Stress affects all people differently. Each individual’s body reacts differently to stress, whether it comes in the form of a new assignment at work or a stressful conversation at home. Stress incorporates itself into your life and must be dealt with daily. If stress always led to acid reflux, most people would experience heartburn and reflux almost every day! But this is not the case.
In stressful situations, your body responds by producing hormones that regulate organ function. During times of stress, the colon, for example, responds by contracting and emptying itself. This can cause you to experience diarrhea in times of stress. Others may experience a flushed feeling or warmth in their face.
Some people do experience heartburn in times of stress. This can occur because stress hormones cause stomach relaxation, and food can linger in the stomach for increased periods of time. Stress hormones may increase stomach acid production. Both of these stress-related factors may result in flares of acid reflux during emotionally difficult times.

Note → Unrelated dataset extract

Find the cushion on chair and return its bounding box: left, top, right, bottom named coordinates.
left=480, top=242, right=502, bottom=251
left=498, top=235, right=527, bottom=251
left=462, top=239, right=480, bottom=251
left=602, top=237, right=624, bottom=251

Stress can also lead to other symptoms that are similar to a flare of acid reflux. Stress hormones affect the heart, increasing its workload, and also may increase blood pressure. Some people can feel angina, a type of pain related to the heart, which is increased in times of stress. This can often be confused with acid reflux because of its location in the chest. As mentioned previously heart pain and reflux pain are very similar and are difficult at times to distinguish from each other.
Each person has a different threshold for stress, and different events are stressful to each individual. However, in times of severe stress, hormones can cause reflux or other symptoms of acid reflux.